On reproche ces jours-ci aux médias de trop parler d'Haïti. Mais ce qui inquiète Onel, c'est lorsqu'on n'en parlera plus.

«Quand les médias vont quitter le pays, Haïti va connaître de mauvais jours. Ce sera très dangereux pour la population.»

 

Onel est un réfugié haïtien. Un jeune homme de 32 ans au grand sourire timide, qui parle tout doucement en citant des proverbes. Il me raconte qu'il travaillait dans une station de radio en Haïti. Il y organisait des débats à saveur sociopolitique. Ça lui a valu des menaces de mort. Il a dû fuir en 2007. Il a demandé l'asile politique au Canada.

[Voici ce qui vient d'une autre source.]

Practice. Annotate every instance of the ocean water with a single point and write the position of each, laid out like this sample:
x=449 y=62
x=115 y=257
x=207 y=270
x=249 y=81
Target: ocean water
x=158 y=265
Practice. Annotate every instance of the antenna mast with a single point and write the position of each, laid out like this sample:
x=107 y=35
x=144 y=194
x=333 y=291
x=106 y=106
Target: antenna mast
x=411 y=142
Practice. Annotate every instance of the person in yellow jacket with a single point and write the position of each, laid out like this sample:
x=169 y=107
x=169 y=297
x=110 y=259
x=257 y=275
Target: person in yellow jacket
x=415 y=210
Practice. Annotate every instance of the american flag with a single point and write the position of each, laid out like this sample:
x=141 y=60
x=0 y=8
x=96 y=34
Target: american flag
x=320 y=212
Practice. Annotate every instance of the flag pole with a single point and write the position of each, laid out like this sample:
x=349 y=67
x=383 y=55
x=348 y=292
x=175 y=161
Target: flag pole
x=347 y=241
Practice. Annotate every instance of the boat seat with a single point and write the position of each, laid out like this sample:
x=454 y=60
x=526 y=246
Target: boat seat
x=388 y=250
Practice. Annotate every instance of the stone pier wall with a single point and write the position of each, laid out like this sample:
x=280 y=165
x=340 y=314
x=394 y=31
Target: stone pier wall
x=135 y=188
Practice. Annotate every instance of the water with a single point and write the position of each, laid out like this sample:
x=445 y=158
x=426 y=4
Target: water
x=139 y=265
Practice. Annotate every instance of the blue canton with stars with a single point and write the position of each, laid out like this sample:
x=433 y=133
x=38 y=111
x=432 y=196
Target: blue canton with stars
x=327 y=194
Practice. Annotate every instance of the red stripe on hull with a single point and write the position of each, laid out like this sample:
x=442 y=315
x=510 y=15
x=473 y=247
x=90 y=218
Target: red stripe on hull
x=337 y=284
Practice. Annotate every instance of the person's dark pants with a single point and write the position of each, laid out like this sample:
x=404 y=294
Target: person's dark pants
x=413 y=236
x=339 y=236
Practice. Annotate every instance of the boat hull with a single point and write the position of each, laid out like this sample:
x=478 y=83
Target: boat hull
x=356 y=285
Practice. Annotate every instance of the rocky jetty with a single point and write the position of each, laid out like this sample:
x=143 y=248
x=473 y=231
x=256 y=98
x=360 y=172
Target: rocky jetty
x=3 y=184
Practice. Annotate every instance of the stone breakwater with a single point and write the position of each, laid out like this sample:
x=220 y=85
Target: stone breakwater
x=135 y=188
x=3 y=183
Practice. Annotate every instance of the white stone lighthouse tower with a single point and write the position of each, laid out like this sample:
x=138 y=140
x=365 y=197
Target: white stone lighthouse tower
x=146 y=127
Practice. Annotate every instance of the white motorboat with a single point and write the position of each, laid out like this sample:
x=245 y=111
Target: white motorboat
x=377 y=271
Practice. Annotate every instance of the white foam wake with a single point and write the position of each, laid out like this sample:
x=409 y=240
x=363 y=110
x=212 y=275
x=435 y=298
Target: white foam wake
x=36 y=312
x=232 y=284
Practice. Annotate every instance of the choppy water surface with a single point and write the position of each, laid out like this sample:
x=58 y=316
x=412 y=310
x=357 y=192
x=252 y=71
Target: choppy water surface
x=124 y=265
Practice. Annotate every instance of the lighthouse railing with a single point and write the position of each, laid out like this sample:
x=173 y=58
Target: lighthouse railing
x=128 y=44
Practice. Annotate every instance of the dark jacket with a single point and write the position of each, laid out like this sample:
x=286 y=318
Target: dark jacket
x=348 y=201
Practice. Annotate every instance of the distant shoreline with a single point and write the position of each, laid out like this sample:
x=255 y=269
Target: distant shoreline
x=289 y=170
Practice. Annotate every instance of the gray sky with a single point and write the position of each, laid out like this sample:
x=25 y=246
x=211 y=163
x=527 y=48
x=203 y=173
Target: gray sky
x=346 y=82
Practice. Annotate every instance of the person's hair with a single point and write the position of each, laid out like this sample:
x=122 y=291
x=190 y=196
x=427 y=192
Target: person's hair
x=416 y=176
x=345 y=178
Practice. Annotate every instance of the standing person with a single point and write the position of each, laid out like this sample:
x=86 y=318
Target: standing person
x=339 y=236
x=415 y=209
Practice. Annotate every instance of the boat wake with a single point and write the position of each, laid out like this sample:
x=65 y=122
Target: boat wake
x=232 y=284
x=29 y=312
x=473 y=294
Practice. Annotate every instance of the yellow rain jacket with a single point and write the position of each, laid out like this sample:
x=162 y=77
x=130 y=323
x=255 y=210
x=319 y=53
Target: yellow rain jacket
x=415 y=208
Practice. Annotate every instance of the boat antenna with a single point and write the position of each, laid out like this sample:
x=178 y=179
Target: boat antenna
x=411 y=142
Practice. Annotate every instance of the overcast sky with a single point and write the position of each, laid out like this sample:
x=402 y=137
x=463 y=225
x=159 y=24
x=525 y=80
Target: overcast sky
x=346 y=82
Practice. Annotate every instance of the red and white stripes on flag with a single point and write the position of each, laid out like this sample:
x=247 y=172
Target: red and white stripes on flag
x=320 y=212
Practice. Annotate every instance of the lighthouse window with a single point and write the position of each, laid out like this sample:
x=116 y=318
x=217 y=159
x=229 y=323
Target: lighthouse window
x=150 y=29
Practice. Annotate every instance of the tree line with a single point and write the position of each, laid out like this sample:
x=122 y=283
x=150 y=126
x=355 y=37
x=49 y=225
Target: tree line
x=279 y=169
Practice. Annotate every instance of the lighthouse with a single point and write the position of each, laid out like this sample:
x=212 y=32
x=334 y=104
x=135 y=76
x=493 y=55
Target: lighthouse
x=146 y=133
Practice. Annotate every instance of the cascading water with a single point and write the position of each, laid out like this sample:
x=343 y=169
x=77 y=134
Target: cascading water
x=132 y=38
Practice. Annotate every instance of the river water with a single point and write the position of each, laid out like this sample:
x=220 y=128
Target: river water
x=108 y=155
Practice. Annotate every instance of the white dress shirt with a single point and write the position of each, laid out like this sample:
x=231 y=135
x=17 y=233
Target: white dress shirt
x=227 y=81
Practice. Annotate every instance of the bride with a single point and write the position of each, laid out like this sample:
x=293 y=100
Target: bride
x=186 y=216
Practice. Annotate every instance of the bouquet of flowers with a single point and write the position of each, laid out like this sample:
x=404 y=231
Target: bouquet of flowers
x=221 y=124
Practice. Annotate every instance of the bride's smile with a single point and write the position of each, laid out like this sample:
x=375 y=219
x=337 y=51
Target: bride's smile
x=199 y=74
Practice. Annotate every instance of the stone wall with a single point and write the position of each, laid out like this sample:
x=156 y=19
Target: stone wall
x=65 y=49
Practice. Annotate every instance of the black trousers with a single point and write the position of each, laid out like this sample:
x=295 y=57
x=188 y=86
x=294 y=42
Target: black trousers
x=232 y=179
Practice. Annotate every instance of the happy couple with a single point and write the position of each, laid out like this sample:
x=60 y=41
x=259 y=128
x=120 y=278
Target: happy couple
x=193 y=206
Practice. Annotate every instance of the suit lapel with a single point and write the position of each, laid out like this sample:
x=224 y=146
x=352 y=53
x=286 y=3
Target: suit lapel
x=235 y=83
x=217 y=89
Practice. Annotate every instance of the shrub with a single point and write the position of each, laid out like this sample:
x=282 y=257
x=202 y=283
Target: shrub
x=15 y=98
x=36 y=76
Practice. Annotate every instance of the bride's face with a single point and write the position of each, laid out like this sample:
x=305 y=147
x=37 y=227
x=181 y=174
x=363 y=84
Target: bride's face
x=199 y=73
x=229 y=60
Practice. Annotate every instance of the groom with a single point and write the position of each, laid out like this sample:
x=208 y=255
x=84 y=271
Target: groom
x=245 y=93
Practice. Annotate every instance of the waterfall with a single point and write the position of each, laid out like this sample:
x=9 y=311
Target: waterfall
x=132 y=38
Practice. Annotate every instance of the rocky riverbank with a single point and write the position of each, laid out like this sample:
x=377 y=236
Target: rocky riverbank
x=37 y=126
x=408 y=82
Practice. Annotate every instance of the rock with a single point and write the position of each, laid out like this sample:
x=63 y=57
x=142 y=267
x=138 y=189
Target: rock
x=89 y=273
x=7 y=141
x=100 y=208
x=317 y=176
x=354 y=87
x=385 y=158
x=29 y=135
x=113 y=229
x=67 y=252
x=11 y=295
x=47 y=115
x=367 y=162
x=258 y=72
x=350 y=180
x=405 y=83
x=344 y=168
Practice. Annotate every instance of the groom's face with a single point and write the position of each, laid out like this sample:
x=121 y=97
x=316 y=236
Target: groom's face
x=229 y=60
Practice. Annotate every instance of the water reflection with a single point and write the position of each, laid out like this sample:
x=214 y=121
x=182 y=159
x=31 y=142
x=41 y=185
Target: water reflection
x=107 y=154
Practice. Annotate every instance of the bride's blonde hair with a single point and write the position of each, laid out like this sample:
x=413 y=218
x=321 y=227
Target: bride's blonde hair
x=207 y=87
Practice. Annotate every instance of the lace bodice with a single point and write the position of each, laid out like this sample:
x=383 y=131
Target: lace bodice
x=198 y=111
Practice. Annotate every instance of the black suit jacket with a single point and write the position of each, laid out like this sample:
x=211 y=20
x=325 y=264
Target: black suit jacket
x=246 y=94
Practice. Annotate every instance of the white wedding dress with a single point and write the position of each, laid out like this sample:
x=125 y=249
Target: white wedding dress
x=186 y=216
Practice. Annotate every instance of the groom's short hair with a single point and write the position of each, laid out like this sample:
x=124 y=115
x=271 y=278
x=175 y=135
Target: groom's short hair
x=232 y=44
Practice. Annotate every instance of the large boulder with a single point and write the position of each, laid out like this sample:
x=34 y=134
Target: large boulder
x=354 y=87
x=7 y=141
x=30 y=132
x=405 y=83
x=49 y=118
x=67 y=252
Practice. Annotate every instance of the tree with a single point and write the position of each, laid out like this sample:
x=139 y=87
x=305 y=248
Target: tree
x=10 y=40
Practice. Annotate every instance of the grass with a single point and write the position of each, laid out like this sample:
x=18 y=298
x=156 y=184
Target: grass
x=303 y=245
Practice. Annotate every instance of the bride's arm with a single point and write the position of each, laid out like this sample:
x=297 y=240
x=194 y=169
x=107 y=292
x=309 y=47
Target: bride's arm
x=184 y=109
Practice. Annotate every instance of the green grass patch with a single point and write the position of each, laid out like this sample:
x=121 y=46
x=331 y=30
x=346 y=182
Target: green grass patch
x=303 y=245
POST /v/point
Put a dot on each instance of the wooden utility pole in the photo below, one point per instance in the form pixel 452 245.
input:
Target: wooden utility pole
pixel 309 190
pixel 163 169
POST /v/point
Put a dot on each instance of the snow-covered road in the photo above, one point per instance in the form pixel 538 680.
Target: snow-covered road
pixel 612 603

Je l'ai rencontré dans le sous-sol de Projet Refuge à Montréal. C'est là, boulevard Pie-IX, qu'il a été hébergé à son arrivée. Le temps de déposer sa valise, de trouver un emploi et de recommencer sa vie ici, en banlieue d'Haïti.

Plus de 10 jours après le séisme, la banlieue est en deuil. Quand Haïti a tremblé, Onel s'est mis à trembler de tout son corps lui aussi. Il a passé cinq jours d'angoisse, sans nouvelles de ses proches. Et puis l'angoisse a cédé la place à une profonde tristesse. Sa famille immédiate est saine et sauve. Mais il a perdu des amis, une partie de son pays. Il a perdu le moral aussi. Quand il regarde son «cher Haïti» à la télé, il pleure. On a beau être exilé, la tristesse suit.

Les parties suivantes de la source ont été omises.